Pumpkin and Sayuri show us the way
We are in Hirosaki in northern Honshu where Shirakami-sanchi National Park drew Connie like a magnet. For here there might be birds. Our Nissan — all rental cars in Japan, I suspect — comes equipped with a multi-lingual GPS. We named ours Pumpkin, after the character in Memoirs of a Geisha. She gives directions in English but all of the commands are written in Japanese. Instead of an address, you enter a phone number. And it works, mostly. Anyway, it got us as far as the national park visitor center in Nishimeya where Sayuri pointed out the rest of the way on the map.
Omaya Sankei Parade on the way to Little Fuji
While we were getting directions a parade had formed up. Drums banged, kids chanted, flutes tootled and long paper dragons snaked along behind the procession. After I took some photos we walked back to ask Sayuri “wassup?” Omaya Sankei appears to be a local Nishimeya ritual for a successful harvest that starts in town and goes up, up, up to the 1625 meter summit of Mt. Iwaki, aka “Little Fuji.”
Follow them! You are where??
The road became narrow and twisty inside the park, climbing as it corkscrewed. After a about 10 km — it seemed longer — we crossed a river and found ourselves in a parking lot. We are notorious for not finding the trailhead so we followed some locals wearing high-tech boots and carrying packs. Turns out the trail to the waterfall was closed due to the recent heavy rains so we followed a hilly loop trail for a few miles until it, too, was closed. We were hoping to see the native black woodpecker but strangely, there were no birds — not a one — just the towering beech trees and a few mushrooms. Oh, well, it was good to be out and it didn’t rain. Much.
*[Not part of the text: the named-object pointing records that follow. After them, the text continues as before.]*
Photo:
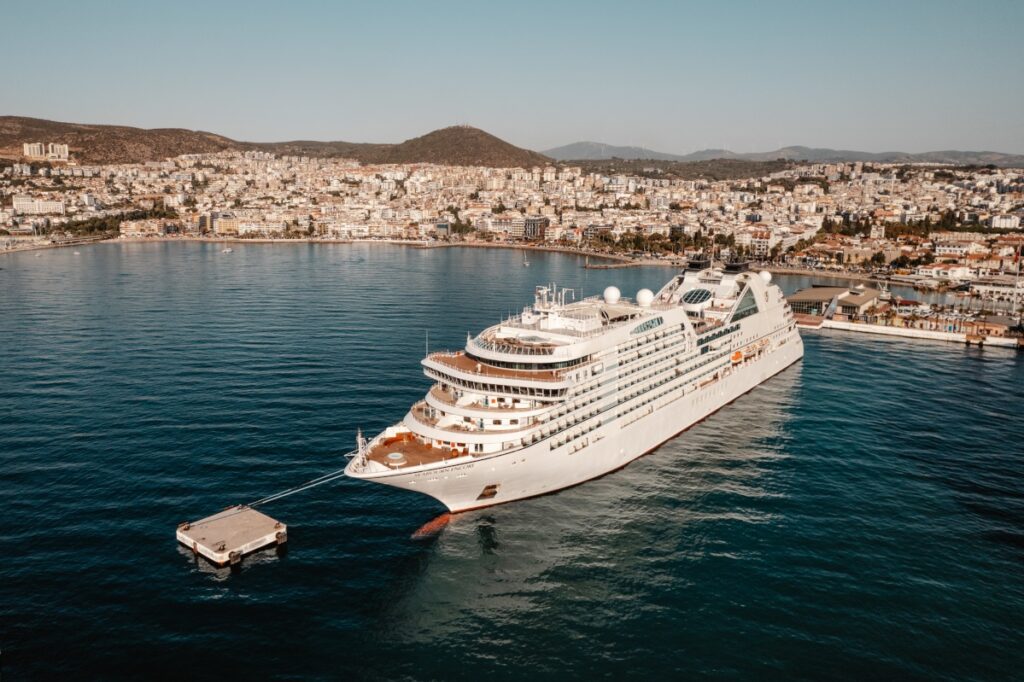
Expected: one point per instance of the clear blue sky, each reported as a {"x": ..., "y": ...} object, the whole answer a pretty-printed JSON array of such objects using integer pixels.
[{"x": 671, "y": 76}]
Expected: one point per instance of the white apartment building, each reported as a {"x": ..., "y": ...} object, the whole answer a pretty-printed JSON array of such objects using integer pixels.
[
  {"x": 1005, "y": 222},
  {"x": 34, "y": 150},
  {"x": 51, "y": 152},
  {"x": 30, "y": 206}
]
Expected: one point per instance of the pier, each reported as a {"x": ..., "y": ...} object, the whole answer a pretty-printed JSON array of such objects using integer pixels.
[{"x": 226, "y": 537}]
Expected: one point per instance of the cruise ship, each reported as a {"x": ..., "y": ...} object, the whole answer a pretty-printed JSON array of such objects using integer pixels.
[{"x": 567, "y": 391}]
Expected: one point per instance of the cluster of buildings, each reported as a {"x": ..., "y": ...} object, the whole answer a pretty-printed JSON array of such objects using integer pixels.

Apples priced like gold Rice everywhere you look
This is apple country. And rice, course. Every spare meter is planted in rice, much like the vineyards in Napa. The apples are just reddening but after seeing the prices at the market, I wouldn’t want to be caught nicking one. Grand theft apple! Recently we’ve noticed that apple trees have gotten smaller, probably grafted to make harvesting easier and safer. Some of the old school trees have had their branches twisted downward so they are growing more horizontal like grapevines.